Türkiye'de yargı bağımsızlığıdan söz etmek de artık giderek zorlaşıyor. Bazı uzmanlar, anayasal bir kriz yaşandığı yorumunu yapıyor, buna katılıyor musunuz?
Aslında modern Türkiye tarihinde hiç bir zaman yargı gerçek anlamda bağımsız olmadı. 2013 yılından itibaren ise Türkiye'de yargı bağımsızlığının sistematik olarak zayıflatıldığına tanık olduk. 2016 yılındaki darbe girişimini izleyen OHAL döneminde de aleni ve bilinçli bir şekilde bazı mekanizmalar devre dışı bırakıldı. OHAL kalktı ama aynı kurallar devşirilerek fiilen yasalara dönüştürüldü. Oyunun bu 'yeni kuralları' açık bir şekilde yargı bağımsızlığını ihlal ediyor. Darbe girişimi sonrasında yapılanlar da anayasal olmaktan çok uzaktı o dönemde de açık anayasal ihlalleri sözkonusuydu. Evet, şu anda yaşanmakta olan da anayasal bir kriz. Ama sorun şu ki hangi anayasayı korumaya çalışıyoruz? Geçmişte yalnızca AKP'nin değil, birçoklarının değiştirilmesi gerektiğini savunduğu 1982 Anayasası'nı mı? Bu anayasada yapılan değişiklikler sonrası ortaya çıkan anayasayı mı? İdeal olanı nedir? Çünkü her şey mevcut anayasaya uygun olsa dahi, sorunlar çözümlenmiş olmayacak.
23 Haziran'da yapılacak İstanbul seçimiyle ilgili endişeler dile getiriliyor. Halkın sandığa, demokratik seçimler yoluyla iktidar değişikliğine güveninin sarsılması tehlikeli değil mi?

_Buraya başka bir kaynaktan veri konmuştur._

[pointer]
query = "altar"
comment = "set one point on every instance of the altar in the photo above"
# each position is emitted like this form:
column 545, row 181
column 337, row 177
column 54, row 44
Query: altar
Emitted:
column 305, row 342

Halkın, seçimler yoluyla yöneticileri değiştirebileceğine güven duyması büyük önem taşıyor. Bu güveni sarsan AKP'nin kaybettiği seçimin sonucunu kabul etmeyip iptal ettirmesi. 23 Hazıran seçimlerine dair, ilkesel olarak, öngörülebilir olan prosedüre odaklanmalıyız. 31 Mart'ta daha fazla oy aldığını bildiğimiz muhalefetin, 23 Haziran seçimleri için 'bu işte varım' demesini de akıllıca buluyorum. Şimdi gerçekten de Erdoğan'ın arzu ettiği sonucun ortaya çıkıp çıkmayacağını görmek gerekiyor. Kaybeden taraf için çok önemli sonuçları olacağı açık. Çünkü bu sonuç, Türkiye'deki seçmenlerin dörtte birinin kararını yansıtacak. Ayrıca şunu da unutmayalım. Türkiye'de hayranlık uyandıran anlar yaşanabildiğini, çoğulculuğun ve özgürlüklerin çok ciddi bir şekilde kısıtlanmasına rağmen halkın neredeyse yarısının "hayır" diyebildiğini gördük.